Bolu Kartalkaya’daki otel yangınından sonra ailesinin İzmir’in Selçuk ilçesindeki konutuna dönen 26 yaşındaki otelin aşçısı Mustafa Hür, AA muhabirine yangın gecesi yaşadıklarını anlattı. Grand Kartal Otel’de 3 yıldır kış döneminde aşçılık yaptığını, bu nedenle bölgeyi ve oteli uygun bildiğini kaydeden Özgür, yangın gecesini unutamadığını lisana getirdi.
“Yaklaşık yarım saat ya da 40 dakika içerde cebelleştik”
Serbest, odasının otelin ikinci katında olduğunu aktararak, “Gece sese uyandım, arkadaşımız uyandırdı, saat yaklaşık 02.45-03.00 üzereydi. ‘Yangın var’ diye bağırışlar vardı. Çıktığımızda her taraf dumandı zati. Panikle ne yapacağımızı şaşırdım. O kadar dumanlıydı ki nefes alamıyorduk, gözlerimiz görmüyordu. Ben kendim elleyerek çıktım, az çok yolu bildiğim için. Çıktık garaja yanlışsız. Garajın kapısı kapalıydı. Garaj kapısını kaldırmaya çalıştık 15-20 kişi. Akabinde dışarıya attık kendimizi. O vakte kadar çok fazla alev yoktu, dumandı. Ben 03.30’da çıktım dışarı. Yaklaşık yarım saat ya da 40 dakika içerde cebelleştik üzere bir şey.” diye konuştu.

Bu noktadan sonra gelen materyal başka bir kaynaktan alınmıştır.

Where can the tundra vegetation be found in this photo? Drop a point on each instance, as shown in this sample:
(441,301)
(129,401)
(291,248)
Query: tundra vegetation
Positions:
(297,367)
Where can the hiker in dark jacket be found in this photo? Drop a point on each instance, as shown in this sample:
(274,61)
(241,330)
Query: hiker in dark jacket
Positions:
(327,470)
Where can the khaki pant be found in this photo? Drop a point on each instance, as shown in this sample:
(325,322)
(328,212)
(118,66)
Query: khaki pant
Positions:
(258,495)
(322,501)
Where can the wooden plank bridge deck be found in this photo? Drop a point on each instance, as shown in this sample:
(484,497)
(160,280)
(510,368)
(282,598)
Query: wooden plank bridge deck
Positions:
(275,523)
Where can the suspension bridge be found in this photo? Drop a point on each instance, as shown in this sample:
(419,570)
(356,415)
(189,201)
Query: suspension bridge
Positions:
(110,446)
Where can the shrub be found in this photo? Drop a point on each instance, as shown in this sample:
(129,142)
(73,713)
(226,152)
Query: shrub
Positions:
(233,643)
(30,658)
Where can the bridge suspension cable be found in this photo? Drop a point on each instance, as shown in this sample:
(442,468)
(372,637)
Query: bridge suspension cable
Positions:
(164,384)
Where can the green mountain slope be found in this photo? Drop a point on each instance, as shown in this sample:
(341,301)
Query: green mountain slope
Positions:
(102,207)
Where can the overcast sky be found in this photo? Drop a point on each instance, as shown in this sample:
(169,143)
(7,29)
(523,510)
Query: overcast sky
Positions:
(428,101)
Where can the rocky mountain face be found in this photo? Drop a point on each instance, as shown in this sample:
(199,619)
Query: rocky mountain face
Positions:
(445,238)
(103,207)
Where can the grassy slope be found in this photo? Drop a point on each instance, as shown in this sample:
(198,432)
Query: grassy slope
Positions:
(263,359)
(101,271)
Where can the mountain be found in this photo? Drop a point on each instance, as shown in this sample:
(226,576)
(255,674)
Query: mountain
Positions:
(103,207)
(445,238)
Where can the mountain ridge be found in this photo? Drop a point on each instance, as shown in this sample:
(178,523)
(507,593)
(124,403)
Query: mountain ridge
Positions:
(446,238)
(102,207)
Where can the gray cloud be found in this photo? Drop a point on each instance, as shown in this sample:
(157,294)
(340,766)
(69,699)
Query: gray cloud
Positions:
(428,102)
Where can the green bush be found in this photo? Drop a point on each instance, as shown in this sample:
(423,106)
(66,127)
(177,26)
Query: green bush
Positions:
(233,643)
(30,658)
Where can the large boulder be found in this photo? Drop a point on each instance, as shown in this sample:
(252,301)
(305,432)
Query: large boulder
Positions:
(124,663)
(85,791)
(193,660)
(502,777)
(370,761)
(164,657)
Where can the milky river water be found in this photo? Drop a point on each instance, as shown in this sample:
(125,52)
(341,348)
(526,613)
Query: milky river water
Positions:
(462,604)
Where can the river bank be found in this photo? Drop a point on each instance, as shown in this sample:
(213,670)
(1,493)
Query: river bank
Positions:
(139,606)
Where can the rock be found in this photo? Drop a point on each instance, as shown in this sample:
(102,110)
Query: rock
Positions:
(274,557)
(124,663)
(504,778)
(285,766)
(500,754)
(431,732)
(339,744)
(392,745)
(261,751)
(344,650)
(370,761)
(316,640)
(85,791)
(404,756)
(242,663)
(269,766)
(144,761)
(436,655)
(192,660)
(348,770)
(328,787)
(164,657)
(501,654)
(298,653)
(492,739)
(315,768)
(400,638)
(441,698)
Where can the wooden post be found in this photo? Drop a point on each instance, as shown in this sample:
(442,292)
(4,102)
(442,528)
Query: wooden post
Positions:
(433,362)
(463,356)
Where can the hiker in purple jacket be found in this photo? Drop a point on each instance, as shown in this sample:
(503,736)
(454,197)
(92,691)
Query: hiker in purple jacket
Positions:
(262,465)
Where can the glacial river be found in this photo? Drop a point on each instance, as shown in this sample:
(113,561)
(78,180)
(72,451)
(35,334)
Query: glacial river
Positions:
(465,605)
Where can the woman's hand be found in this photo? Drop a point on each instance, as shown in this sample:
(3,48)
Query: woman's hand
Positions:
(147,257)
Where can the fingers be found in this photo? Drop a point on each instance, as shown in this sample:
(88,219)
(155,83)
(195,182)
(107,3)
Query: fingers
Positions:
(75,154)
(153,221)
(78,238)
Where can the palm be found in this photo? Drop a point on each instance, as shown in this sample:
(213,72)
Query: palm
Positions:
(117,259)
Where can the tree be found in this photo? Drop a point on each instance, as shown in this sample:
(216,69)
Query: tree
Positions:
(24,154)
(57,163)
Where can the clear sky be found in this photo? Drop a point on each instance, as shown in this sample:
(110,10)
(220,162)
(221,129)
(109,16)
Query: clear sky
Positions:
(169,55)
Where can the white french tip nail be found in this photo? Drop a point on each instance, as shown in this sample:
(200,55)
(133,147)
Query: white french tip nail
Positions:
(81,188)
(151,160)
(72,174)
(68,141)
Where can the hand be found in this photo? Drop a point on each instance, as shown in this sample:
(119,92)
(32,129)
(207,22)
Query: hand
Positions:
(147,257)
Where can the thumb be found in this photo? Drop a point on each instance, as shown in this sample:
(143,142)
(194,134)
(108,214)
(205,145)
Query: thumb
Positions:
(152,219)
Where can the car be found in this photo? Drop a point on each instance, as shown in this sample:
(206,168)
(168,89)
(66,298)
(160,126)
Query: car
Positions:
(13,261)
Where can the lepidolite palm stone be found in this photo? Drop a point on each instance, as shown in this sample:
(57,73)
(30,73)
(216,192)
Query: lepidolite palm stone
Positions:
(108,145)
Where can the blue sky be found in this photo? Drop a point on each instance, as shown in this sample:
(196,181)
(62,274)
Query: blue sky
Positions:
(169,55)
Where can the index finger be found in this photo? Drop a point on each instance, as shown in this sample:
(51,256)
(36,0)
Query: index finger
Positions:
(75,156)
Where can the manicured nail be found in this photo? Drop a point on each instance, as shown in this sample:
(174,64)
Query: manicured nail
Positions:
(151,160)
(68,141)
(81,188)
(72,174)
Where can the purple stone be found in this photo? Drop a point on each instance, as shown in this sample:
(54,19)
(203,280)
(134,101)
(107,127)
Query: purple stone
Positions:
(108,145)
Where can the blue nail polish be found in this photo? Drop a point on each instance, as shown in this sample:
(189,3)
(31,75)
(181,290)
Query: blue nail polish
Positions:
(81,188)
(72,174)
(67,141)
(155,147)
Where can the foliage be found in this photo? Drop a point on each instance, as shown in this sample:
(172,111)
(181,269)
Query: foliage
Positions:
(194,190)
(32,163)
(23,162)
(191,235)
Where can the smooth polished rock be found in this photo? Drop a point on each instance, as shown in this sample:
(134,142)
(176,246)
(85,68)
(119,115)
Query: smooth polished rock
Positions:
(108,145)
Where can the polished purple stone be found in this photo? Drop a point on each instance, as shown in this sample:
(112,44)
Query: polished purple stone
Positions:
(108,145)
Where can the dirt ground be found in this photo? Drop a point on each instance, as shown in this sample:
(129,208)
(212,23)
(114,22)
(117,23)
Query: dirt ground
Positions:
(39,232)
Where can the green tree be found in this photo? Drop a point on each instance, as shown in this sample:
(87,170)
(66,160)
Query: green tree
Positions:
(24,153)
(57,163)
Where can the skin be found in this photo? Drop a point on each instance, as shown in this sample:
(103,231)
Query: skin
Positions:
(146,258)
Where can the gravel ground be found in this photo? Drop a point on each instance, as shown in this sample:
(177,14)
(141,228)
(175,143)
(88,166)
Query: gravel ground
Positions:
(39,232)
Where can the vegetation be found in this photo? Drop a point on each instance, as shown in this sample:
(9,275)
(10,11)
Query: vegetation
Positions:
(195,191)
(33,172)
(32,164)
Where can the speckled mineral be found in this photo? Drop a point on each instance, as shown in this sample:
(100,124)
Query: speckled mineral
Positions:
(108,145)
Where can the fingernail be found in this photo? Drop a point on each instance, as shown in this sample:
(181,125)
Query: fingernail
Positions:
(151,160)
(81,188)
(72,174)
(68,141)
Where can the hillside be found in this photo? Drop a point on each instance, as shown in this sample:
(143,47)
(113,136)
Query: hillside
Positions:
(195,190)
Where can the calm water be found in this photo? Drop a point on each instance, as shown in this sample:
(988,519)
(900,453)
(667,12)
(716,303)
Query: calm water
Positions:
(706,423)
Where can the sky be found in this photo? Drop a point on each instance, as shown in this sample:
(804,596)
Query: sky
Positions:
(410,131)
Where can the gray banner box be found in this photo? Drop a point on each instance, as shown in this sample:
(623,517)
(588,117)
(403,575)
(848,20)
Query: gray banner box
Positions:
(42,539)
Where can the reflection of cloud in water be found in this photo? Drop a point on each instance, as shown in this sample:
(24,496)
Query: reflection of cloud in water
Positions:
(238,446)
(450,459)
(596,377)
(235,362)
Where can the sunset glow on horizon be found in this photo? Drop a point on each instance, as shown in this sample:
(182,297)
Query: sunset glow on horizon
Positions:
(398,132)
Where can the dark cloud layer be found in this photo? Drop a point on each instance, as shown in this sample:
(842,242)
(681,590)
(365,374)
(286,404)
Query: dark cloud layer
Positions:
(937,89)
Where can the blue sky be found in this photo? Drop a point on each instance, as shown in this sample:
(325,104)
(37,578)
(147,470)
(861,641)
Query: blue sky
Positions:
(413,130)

Serbest, dışarıya çıktığında otelin alevler içinde olduğunu, insanların odaların camlarından yardım istediğini gördüğünü belirtti.
“Yangın merdivenlerinin kapısı tahtaydı”
Mustafa Özgür, itfaiyenin yaklaşık bir saat sonra olay yerine geldiğini, oteldekilerin kurtulmak için pencerelerden atladığına şahit olduğunu kaydederek, “Bazılarını kurtarma talihimiz oldu, kimilerini kurtaramadık. Onlar atlamadan evvel altlarına yatak atıyorduk. Atlayanlara denk getirmeye çalışıyorduk.” dedi.
“Yangın dedektörü vardı fakat çalışmıyordu, yangın tüpü görmedim”
Otelde yeteri kadar yangın tedbirinin olmadığını savunan Hür, “Otelde yangın dedektörü vardı ancak çalışmıyordu. Yangın tüpü görmedim sayılır. Bir bildiğim kadarıyla aşçıbaşının ofisinin önünde vardı. Öbür hiç görmedim. Sulama sistemi yoktu otelde. Yangın merdiveni vardı lakin aslında orayı işçi kullanıyordu. İhtar levhaları vardı lakin ışıklandırması yetersizdi. Yangın merdivenlerinin kapısı tahtaydı. Kapıların büyük ihtimalle bir tanesi yanınca duman içeri girdi.” diye konuştu.
“”Ben ölmediğime pişmanım zira o çığlığı duysanız…”
Serbest, bir daha Kartalkaya’ya gitmek istemediğini lisana getirerek, “Ben ölmediğime pişmanım zira o çığlığı duysanız… Kendi babası çocuğunu atıyor. Siz yaşayabilir misiniz bu türlü bir şeyi? Herkes kendi canını ortaya koydu. Bir umut olarak atladı herkes. Can pazarıydı orası. Çığlık çığlığaydı her taraf. Yardım edemiyorsun, yalnızca bakabiliyorsun. Edebildiğin kadar ettin lakin daha fazlasını yapamıyorsun. Girip de alamadan çıkmak da vardı. Her taraf dumandı. Cehennemi yaşadık.” tabirlerini kullandı.